There was a girl, it was rather cruel, she said that, she berated me for my, she said, you know, you say that your remarks are harmless, that English patriotism is harmless and a good thing,
but actually I heard in your tone some disparaging remarks about other countries and she said, when I was growing up in Europe and, you know, Blah, blah, blah.
And I couldn't resist saying, well, maybe the fact that you were brought up on the continent is why you don't get English banter and humour.
And I thought, well, fair game.
She provoked me and she must be destroyed.
But it was mentioned to me afterwards that perhaps actually I was in danger of losing the kind of the middle ground of the audience who might think that I was unfairly picking on her.
Now, if I were thinking like a cynical Etonian, you know, born to train from the age of, what, 13 to rule the country, I would have played a more diplomatic game.
Like Boris.
Yeah.
Yeah, well, maybe that's it.
It's Newtonian.
Yeah, well, exactly.
That's it.
This is the thing.
I wonder whether I've created a monster by educating my son there.
Well, it's too late to worry about that.
But yes...
It's made me realise, actually, that I used to have a hang-up about not having been to Eton, but actually, I'm really happy about being a Malvernian and just, not that this is a characteristic of Malvern, by the way, but it's just like being my own man and just being sui generis and going for the piss-taking and the frivolity rather than always trying to play the winning game.
Now, we're almost back to where we started.
Trump, you see, doesn't play the...
Well, he does play the winning game.
But he actually doesn't seem to give a shit who likes him.
He just goes ahead and does what he needs to do.
Yeah, well, up to a point.
I mean, I think he got a lot of pushback from certain sections of the White House, not least from Ivanka, over the climate change thing.
You know, there's...
There's a definite faction in the White House, led by Jared Kushner and Ivanka, who have bought into the Green narrative and they go to their Democrat dinner parties and they don't like the idea that there's going to have a red team, blue team, as advocated by Will Happer.
That's...
That would have been wonderful.
There never has been a debate.
There's never been a proper debate of any sort.

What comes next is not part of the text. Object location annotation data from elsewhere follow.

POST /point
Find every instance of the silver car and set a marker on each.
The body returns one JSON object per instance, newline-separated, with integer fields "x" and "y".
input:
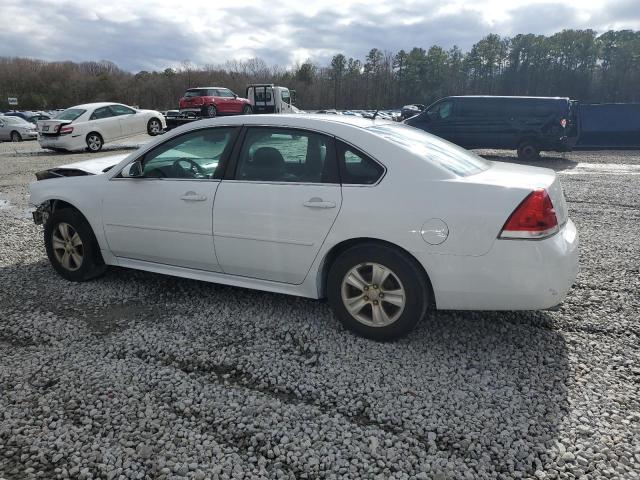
{"x": 16, "y": 129}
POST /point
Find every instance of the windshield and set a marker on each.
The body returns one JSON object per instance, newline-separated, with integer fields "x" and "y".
{"x": 456, "y": 160}
{"x": 70, "y": 114}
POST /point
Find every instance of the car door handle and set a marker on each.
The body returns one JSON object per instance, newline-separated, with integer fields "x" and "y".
{"x": 193, "y": 197}
{"x": 316, "y": 202}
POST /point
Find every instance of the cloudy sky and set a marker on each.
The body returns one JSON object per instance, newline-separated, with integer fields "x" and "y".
{"x": 141, "y": 34}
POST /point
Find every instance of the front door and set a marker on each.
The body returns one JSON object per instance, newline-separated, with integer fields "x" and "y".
{"x": 165, "y": 216}
{"x": 273, "y": 213}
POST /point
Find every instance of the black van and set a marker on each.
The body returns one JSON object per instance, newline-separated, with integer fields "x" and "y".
{"x": 528, "y": 124}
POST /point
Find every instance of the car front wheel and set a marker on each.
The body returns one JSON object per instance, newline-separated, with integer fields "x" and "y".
{"x": 71, "y": 246}
{"x": 94, "y": 142}
{"x": 377, "y": 291}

If anyone's going to make it happen, it's going to be Trump.
I hope that in his second term he does two things.
At least two things.
One is he totally destroys the swamp.
Comey, all the corrupt CIA people, all the Department of Justice, all the Hillary cronies.

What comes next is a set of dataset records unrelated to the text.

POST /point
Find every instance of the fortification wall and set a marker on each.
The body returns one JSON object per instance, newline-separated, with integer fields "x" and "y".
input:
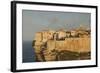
{"x": 70, "y": 44}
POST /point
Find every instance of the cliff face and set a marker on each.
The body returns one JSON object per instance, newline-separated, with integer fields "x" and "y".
{"x": 62, "y": 45}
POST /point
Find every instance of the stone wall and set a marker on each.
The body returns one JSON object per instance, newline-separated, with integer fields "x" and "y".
{"x": 70, "y": 44}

I mean, Hillary should be behind bars.
She won't be behind bars.
But I think there's a lot of people who really should.
I don't know what Roger Stone is doing behind bars.
I really don't.
I worry sometimes about America...
For all its kind of veneer of civilization that it is actually a banana republic, some of the kind of injustices that go on there.
But I do hope that he really does drain the swamp and punish the wrongdoers from the Obama era.

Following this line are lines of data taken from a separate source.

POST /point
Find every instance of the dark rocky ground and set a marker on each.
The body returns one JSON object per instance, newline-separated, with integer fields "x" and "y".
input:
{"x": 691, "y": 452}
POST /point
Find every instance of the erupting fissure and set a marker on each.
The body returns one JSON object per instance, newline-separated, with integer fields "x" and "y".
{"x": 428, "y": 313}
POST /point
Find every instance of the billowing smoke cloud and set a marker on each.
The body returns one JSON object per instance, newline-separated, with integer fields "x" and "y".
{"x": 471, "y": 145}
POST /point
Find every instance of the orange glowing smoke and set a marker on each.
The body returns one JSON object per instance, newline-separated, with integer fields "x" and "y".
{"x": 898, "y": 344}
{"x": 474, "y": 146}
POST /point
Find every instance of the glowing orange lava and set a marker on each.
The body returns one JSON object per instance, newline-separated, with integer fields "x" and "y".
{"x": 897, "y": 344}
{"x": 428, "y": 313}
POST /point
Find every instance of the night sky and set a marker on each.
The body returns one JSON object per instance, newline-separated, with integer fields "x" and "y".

I mean, that was disgraceful.
And the second thing is that I hope he takes on the green blob.
He needs to demonstrate that actually there are serious scientists who are sceptical about climate change.
If he could make a proper debate happen.
I mean, one of the things that started me getting suspicious all those years ago, the debate is over.
I said, what debate?
When was there a debate?
I don't remember.
I like that line.
That's good.
And if he could just have a debate, not say, I am going to steamroll all of this and da-da-da-da-da, which is kind of the way he's operated in the past, but say, OK, let's have a really good, well-organized debate.
And we'll have speeches from you lot and speeches from you lot because they won't.
I mean, Tony Heller has offered to debate anyone.
They won't come forward.
No, I wouldn't want to debate Tony Heller.
I mean, he's good.
He really knows his stuff.
He does, yeah.
So, I mean, Trump doesn't actually have to do much other than just facilitate that, make that happen.
Yeah, yeah.
Would it help?
God knows.
No.
Right.
Well, I think we've had a good innings.
I think we have, yes.
Okay.
I think we've got to stop by.
You're listening to The Delling Pod with me, James Delling Pod, and my very special guest, Brian Robinson, aka Brian Retor, because he trains in rhetorical skills.
What's your assessment of my rhetorical skills in this?